De retour au château, le couple se comporta comme s’ils étaient fiancés, ce qui causa la joie de tous. Rosine était au comble de sa beauté et elle n’avait plus rien de la jeune femme égarée, trouvée derrière une porte hermétiquement close.
Rose-Jasmin passa de longues heures à la cuisine car elle souhaitait mettre la main à l’élaboration d’un menu de fête et c’est en pétrissant la pâte et en façonnant des roses en pâte d’amandes qu’elle eut un nouveau flash de son enfance : elle se revoyait, goûtant les plats des cuisiniers et fabriquant de petits gâteaux simples nommés langues de chat avec l’aide de sa nourrice. Elle revit, dans la même séquence, le beau visage de sa mère et contempla avec attendrissement les parties de cache-cache dans les buissons du parc avec son ami Célestin.

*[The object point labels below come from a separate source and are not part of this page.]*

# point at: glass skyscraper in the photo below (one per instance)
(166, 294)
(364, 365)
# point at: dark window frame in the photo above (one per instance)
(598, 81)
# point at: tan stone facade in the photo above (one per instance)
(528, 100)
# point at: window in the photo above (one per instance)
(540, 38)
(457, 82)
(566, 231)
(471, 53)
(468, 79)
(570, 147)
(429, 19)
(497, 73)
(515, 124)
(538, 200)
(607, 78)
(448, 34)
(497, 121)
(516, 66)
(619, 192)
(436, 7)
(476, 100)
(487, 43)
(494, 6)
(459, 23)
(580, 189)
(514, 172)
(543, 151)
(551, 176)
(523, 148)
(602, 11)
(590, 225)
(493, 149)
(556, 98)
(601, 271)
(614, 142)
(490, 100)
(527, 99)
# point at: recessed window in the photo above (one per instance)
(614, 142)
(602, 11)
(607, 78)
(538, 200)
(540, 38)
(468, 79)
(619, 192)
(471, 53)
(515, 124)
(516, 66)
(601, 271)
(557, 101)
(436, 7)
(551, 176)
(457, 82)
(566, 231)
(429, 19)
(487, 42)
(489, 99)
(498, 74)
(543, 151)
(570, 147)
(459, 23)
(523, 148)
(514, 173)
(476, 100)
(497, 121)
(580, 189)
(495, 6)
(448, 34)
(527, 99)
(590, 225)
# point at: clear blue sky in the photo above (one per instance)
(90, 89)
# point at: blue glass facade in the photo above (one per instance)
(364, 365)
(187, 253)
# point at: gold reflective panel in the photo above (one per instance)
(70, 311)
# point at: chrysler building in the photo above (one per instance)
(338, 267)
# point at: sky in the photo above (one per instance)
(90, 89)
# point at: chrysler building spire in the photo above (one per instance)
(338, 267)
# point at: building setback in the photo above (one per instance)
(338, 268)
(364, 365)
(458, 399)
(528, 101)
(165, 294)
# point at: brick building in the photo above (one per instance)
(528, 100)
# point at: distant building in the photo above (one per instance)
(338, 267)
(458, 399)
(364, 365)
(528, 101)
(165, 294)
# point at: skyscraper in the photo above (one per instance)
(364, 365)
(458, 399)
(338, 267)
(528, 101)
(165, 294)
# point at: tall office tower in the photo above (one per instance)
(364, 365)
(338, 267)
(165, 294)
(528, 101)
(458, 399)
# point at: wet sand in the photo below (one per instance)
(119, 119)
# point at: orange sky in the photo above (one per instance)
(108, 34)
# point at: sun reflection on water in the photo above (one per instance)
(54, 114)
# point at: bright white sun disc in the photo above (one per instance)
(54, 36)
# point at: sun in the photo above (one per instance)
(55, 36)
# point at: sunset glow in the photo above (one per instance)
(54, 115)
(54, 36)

Tout était clair, lumineux : sa vie était ailleurs. Elle devait renouer avec son passé et ses origines.
C’est avec une certaine tendresse qu’elle regarda désormais Célestin, le véritable trait d’union de son existence puisque le prince avait fini par lui révéler le décès de la reine, sa mère, et son élévation au rang de prince du royaume.
Les deux amants se jurèrent fidélité et convinrent qu’ils partiraient après les noces de Rosine et Rémy.

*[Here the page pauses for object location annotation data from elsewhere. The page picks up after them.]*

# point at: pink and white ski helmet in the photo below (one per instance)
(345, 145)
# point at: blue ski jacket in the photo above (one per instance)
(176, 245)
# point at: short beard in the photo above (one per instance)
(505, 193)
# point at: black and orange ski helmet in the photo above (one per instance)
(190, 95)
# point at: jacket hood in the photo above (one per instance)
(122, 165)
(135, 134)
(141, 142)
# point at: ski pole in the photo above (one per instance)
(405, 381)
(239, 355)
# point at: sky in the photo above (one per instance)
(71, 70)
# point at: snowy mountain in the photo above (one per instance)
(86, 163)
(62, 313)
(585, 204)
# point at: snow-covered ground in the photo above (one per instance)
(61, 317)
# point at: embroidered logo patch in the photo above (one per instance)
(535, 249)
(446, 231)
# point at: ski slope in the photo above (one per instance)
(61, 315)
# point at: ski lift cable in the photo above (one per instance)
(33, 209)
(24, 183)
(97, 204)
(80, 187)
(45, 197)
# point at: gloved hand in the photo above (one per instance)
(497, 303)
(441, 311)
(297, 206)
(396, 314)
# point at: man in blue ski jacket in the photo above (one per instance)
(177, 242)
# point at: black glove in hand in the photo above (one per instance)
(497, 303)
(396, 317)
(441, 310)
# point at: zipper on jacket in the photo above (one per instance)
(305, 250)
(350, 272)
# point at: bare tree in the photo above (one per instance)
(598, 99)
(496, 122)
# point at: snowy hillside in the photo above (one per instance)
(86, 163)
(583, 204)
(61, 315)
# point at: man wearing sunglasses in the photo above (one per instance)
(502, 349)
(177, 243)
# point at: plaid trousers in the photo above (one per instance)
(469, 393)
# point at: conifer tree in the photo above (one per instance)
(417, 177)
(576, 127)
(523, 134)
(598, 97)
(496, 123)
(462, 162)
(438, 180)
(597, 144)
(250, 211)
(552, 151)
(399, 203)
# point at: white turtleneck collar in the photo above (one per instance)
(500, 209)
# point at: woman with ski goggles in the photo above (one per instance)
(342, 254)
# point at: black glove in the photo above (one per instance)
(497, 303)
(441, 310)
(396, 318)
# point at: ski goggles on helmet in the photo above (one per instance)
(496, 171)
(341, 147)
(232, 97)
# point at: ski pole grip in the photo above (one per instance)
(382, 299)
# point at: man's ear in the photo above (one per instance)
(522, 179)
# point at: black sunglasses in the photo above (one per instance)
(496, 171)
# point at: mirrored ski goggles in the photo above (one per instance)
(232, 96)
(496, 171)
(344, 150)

Un autre bonheur attendait Rosine. Un comte venu d’un royaume lointain se présenta au château, revendiquant la paternité de la belle Rosine qui lui avait été enlevée alors qu’elle jouait dans le parc de son castel. On avait envoyé des portraits de Rosine dans tous les territoires car Rose-Jasmin était certaine que la guérison de cette pauvre victime tenait à la dentelle de sa mémoire.

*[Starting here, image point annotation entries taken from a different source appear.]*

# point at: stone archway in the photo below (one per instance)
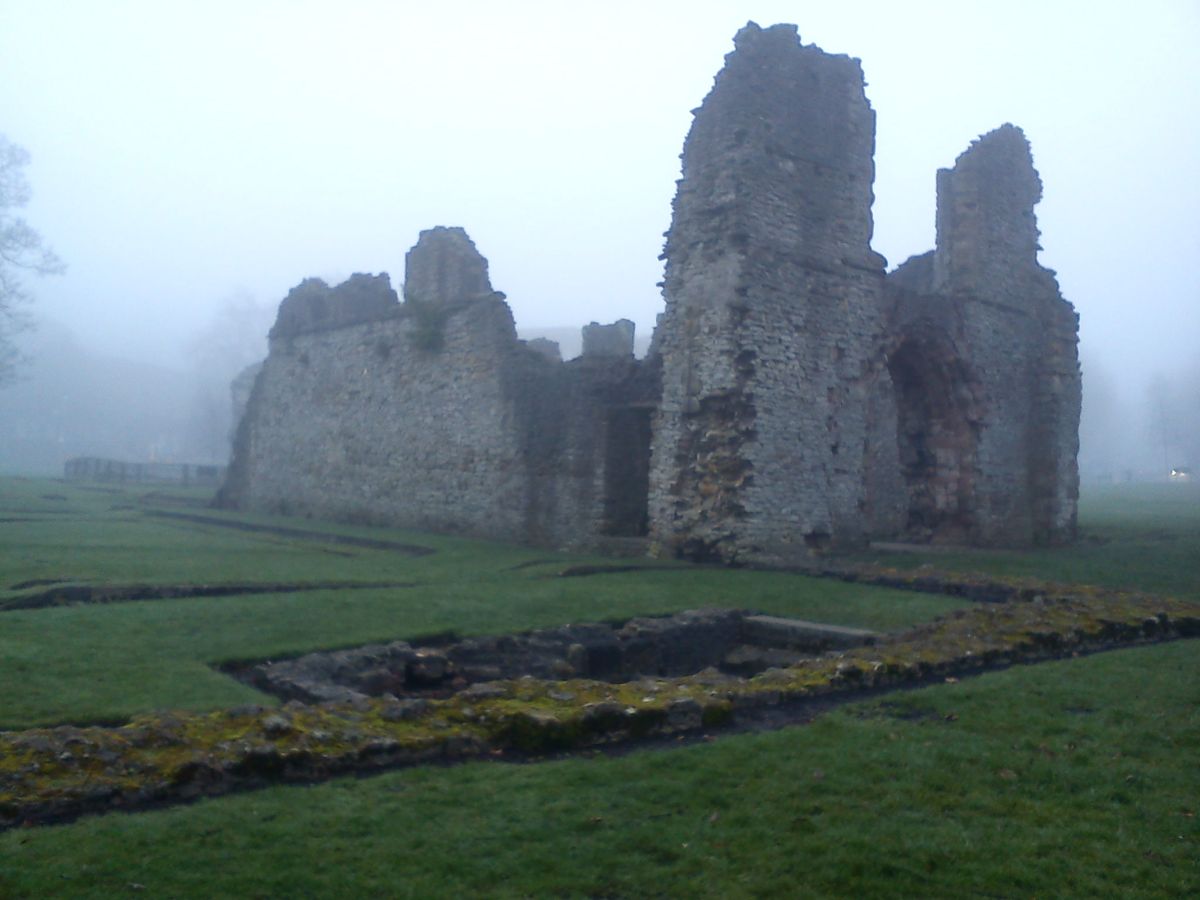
(937, 432)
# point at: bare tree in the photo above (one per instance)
(21, 252)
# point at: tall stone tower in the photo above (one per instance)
(773, 329)
(1002, 457)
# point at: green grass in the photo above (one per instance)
(1067, 779)
(1132, 537)
(107, 663)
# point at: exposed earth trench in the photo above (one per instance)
(60, 773)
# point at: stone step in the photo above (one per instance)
(798, 634)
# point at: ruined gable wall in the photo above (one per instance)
(772, 334)
(1015, 341)
(429, 414)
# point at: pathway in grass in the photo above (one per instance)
(60, 773)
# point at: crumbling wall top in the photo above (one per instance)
(444, 267)
(315, 306)
(985, 221)
(615, 340)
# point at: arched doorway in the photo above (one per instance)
(937, 432)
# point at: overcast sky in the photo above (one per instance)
(186, 151)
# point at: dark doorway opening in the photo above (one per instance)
(937, 433)
(627, 472)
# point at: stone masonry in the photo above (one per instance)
(797, 397)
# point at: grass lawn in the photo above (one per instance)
(1135, 537)
(1068, 779)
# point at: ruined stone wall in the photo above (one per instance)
(429, 414)
(773, 333)
(981, 305)
(795, 399)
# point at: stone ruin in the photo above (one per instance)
(797, 396)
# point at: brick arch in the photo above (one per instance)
(937, 436)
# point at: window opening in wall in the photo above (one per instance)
(627, 472)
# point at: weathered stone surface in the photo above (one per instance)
(445, 268)
(615, 340)
(796, 399)
(315, 306)
(774, 329)
(661, 646)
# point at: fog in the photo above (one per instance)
(193, 161)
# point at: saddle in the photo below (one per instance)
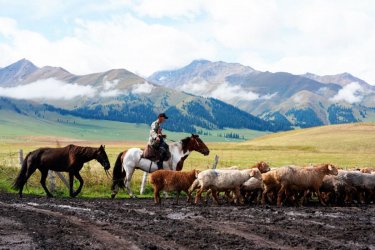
(153, 154)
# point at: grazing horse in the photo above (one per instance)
(67, 159)
(131, 159)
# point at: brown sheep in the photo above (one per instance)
(262, 166)
(169, 180)
(305, 179)
(367, 170)
(271, 184)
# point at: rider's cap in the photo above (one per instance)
(163, 115)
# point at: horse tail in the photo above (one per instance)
(194, 186)
(21, 178)
(119, 173)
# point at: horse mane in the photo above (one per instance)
(81, 151)
(185, 143)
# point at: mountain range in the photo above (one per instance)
(203, 94)
(280, 98)
(117, 95)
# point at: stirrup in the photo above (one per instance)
(160, 165)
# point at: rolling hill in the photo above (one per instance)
(350, 138)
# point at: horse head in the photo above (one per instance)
(102, 158)
(196, 144)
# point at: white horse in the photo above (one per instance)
(130, 160)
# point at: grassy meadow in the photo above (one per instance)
(348, 145)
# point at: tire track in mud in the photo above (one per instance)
(106, 239)
(128, 223)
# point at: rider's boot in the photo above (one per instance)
(160, 165)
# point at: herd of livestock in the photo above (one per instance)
(287, 185)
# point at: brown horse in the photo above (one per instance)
(67, 159)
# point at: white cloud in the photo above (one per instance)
(110, 93)
(324, 37)
(169, 8)
(350, 93)
(48, 89)
(200, 88)
(144, 88)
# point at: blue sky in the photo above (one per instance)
(322, 37)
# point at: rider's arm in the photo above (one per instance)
(153, 131)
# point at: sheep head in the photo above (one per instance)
(256, 174)
(332, 170)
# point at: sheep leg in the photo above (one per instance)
(280, 195)
(238, 195)
(156, 196)
(216, 198)
(264, 193)
(198, 195)
(189, 196)
(320, 197)
(208, 194)
(177, 196)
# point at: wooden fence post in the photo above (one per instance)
(215, 162)
(51, 178)
(20, 157)
(143, 185)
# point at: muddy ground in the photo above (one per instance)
(64, 223)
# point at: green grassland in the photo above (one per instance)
(347, 145)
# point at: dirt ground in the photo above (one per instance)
(59, 223)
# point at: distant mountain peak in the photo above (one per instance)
(16, 72)
(341, 79)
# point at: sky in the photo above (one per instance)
(296, 36)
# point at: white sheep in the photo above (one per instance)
(219, 180)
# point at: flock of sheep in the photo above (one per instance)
(287, 185)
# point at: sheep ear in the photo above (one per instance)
(252, 173)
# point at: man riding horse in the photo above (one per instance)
(157, 148)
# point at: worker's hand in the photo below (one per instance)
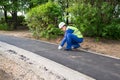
(59, 47)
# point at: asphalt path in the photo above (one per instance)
(96, 66)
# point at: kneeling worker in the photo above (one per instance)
(72, 37)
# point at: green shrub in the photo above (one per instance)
(4, 26)
(84, 17)
(96, 20)
(112, 31)
(43, 20)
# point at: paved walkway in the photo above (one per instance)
(96, 66)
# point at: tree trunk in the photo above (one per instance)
(5, 14)
(14, 18)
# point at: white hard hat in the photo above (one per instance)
(61, 24)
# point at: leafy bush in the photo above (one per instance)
(43, 20)
(84, 17)
(112, 31)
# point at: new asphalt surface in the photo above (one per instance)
(96, 66)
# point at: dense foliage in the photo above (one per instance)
(96, 20)
(43, 20)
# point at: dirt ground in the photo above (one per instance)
(107, 47)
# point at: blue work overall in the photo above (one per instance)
(72, 37)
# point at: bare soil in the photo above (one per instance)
(103, 46)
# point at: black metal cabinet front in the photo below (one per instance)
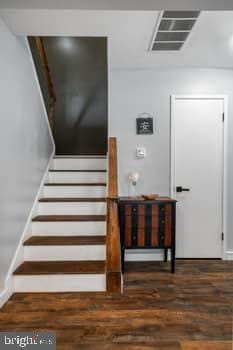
(148, 224)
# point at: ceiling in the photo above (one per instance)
(118, 4)
(210, 44)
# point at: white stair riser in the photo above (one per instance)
(88, 228)
(60, 283)
(74, 191)
(64, 253)
(76, 177)
(72, 208)
(79, 164)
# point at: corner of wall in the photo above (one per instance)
(41, 96)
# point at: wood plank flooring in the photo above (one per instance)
(190, 310)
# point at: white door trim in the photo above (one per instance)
(224, 98)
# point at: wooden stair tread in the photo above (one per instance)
(77, 171)
(69, 218)
(60, 267)
(75, 184)
(70, 199)
(64, 240)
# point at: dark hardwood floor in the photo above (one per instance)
(190, 310)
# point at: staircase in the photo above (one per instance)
(67, 247)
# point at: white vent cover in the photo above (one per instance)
(173, 29)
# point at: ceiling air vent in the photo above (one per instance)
(173, 29)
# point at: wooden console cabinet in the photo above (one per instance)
(148, 224)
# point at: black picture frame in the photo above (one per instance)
(144, 126)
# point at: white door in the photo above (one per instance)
(197, 167)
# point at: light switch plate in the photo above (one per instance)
(140, 152)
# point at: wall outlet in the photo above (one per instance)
(140, 152)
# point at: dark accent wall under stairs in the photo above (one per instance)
(79, 72)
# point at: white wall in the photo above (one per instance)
(134, 92)
(25, 143)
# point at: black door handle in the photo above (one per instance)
(181, 189)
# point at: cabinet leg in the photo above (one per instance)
(165, 254)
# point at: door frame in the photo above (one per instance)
(224, 98)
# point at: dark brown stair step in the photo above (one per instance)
(69, 218)
(93, 156)
(60, 267)
(75, 184)
(77, 171)
(65, 240)
(70, 199)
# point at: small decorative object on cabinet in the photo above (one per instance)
(148, 224)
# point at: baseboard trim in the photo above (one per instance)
(18, 258)
(228, 255)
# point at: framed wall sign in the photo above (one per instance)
(144, 124)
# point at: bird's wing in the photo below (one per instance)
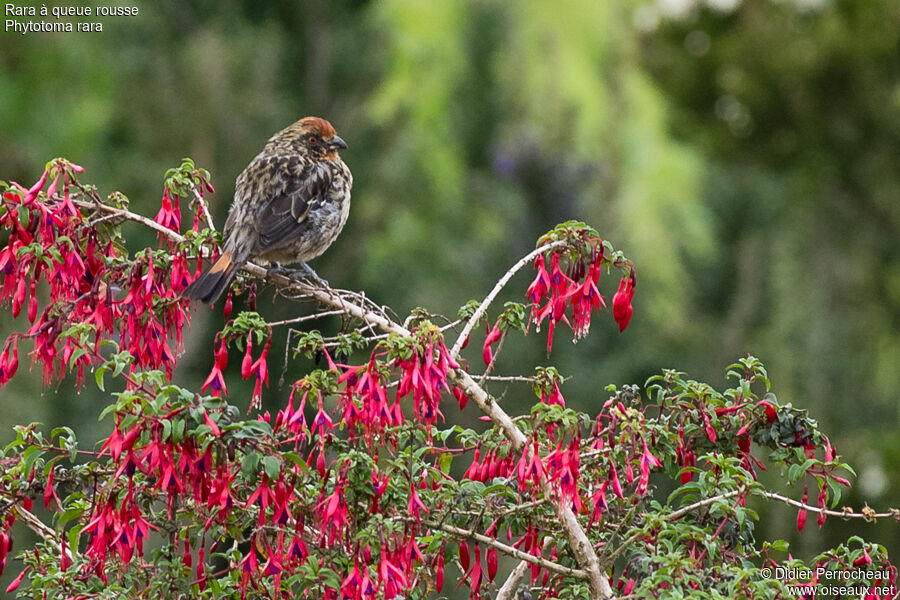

Chacun reconnut l’autre et le père reconnaissant remercia la princesse d’autant plus qu’elle déclarait offrir le château à la jeune femme pour le prix de ses souffrances.
Le mariage fut magnifique et l’on vit défiler des plats somptueux, de la mousseline de brochet ou de poulet selon les goûts des invités, des ailes de volaille en gelée entourées d’œufs mimosas, un agneau rôti à la broche et une ronde de desserts où alternaient génoises enrobées de ganache, pyramides de fruits confits et enfin, pour couronner le tout, un magnifique gâteau de mariage enrichi d’un glaçage royal et orné de dragées et de roses en pâte d’amande, le tout couronné d’un couple de mariés en sucreries si beau que personne n’osa le manger.
Après ces festivités, fidèles à leur promesse, Célestin et sa princesse s’éclipsèrent à l’aube avec leur escorte et s’en furent vers la voie princière du bonheur.